Le lieutenant-colonel Charles M. Westenhoff explique que la Royal Air Force est née en 1918 de la menace aérienne sur la Grande-Bretagne et de la nécessité de mener des actions aériennes indépendantes. Aux États-Unis, le National Security Act de 1947 a obéi à des raisons analogues, mais la guerre dans le Pacifique Sud-Ouest avait montré l’intérêt d’opérations combinées entre Armée de terre et moyens aériens. L’expérience en Europe a mis l’accent sur l’importance de la supériorité aérienne et la centralisation du commandement des forces aériennes. La nécessité d’une Air Force indépendante est apparue avant que ne soit connue l’arme nucléaire. L’US Air Force n’a pas le monopole de tout ce qui vole mais a pour mission d’utiliser la puissance aérienne. Lors de Tempête du désert, les forces aériennes ont joué un rôle très important. En dévastant les moyens de commandement irakiens, en isolant le champ de bataille et en détruisant la moitié du potentiel militaire irakien au Koweït, elle a évité de grandes pertes en vies humaines. Elle a deux tâches : contrôler l’air et l’espace, exploiter cet avantage en utilisant toutes les capacités des moyens aériens et spatiaux. Certaines missions sont indépendantes, l’Armée de terre et la Marine ne pouvant y intervenir, celles-ci ayant elles aussi leurs missions indépendantes. Les forces aériennes alliées coopèrent très facilement, probablement en raison de la prédominance des États-Unis dans ce domaine. La technologie donne le maximum d’efficacité et permet de réduire les pertes en vies humaines.

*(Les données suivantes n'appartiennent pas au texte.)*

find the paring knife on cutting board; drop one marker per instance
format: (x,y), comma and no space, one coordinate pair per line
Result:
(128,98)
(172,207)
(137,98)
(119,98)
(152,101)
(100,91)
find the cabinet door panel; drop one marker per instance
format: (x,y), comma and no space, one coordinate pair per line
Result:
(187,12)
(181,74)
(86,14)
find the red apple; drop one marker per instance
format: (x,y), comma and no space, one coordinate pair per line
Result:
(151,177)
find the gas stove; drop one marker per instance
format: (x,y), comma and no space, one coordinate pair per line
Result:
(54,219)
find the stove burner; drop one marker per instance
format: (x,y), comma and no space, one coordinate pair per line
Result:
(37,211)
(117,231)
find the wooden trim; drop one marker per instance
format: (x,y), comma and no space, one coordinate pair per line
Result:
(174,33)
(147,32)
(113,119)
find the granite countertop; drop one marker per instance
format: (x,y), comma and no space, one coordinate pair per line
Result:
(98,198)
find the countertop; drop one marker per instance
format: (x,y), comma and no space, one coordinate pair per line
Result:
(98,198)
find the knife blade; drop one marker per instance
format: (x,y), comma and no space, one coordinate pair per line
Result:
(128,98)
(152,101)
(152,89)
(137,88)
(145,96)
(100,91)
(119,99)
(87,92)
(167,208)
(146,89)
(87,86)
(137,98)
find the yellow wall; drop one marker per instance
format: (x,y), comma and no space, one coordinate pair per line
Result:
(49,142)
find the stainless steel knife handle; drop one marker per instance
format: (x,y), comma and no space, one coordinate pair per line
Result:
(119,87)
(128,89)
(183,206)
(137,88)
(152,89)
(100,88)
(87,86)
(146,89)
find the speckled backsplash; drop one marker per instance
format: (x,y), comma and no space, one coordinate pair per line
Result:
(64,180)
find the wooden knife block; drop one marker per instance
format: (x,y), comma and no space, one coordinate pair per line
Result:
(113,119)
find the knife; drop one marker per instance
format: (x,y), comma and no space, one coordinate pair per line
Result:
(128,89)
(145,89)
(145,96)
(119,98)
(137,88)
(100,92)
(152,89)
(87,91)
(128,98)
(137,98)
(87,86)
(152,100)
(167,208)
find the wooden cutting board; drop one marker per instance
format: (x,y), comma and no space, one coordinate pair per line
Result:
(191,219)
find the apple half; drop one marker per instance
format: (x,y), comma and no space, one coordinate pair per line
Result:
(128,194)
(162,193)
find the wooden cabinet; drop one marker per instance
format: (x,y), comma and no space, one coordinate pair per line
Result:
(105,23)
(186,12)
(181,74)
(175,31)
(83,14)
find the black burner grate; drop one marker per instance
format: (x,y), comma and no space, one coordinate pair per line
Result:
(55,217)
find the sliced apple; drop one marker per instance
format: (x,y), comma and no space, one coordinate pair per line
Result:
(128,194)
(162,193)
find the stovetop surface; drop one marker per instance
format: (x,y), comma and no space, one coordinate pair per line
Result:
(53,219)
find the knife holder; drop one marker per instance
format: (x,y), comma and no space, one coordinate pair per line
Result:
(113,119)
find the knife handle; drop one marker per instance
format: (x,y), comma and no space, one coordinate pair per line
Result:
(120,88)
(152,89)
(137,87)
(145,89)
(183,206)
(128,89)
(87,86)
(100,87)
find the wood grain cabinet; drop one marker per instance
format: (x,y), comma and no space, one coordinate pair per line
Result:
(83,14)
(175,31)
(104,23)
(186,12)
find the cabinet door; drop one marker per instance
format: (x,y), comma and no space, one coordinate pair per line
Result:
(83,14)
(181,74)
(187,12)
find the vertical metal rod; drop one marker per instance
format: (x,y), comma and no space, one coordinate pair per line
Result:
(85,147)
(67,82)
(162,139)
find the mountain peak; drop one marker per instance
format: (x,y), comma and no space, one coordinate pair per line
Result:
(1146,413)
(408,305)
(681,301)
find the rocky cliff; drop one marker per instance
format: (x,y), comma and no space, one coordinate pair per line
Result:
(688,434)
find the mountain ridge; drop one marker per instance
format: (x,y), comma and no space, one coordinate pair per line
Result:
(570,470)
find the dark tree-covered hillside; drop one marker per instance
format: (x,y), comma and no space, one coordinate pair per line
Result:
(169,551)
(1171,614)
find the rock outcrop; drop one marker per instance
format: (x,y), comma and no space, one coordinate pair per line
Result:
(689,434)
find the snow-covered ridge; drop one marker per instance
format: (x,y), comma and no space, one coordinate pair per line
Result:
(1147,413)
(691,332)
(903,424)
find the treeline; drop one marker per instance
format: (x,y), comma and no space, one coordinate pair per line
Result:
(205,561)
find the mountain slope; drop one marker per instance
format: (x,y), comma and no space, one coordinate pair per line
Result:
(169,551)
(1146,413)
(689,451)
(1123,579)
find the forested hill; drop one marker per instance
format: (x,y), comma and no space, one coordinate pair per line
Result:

• « Une critique américaine de l’interarmées ». Le cinquième article du « forum » de ce n° 6 de JFQ est rédigé par Steven L. Canby, qui enseigne l’histoire à l’Université de Georgetown. Il porte un regard assez critique sur la mode actuelle des opérations interarmées et sur la constitution de forces occasionnelles, les Joint Task Forces ou JTF (que l’on a vu apparaître sous une forme interalliée avec les Combined Joint Task Forces ou CJTF).
Pour Steven Canby, actuellement on laisse croire qu’une opération interarmées est préférable à une opération qui pourrait être menée par une seule armée, même pour une action de faible envergure. Pourtant, il est plus difficile d’utiliser des unités occasionnelles ayant des composantes d’origines diverses qu’une unité provenant d’une seule armée, surtout si elle a été prévue pour la mission. Un système de commandement interarmées est nécessaire pour coordonner la participation de chaque composante, sans pour autant constituer des petits paquets provenant de chacune. De plus en plus d’actions militaires seront des « coups de main » où le temps manquera pour constituer des unités adaptées aux besoins. Chaque armée a sa culture propre à son milieu d’emploi ; il faut savoir l’utiliser non la supprimer, mais il faut unifier les langages. Une interarmisation sans limites pourrait être très dommageable et fort coûteuse, surtout si on fait disparaître certaines composantes.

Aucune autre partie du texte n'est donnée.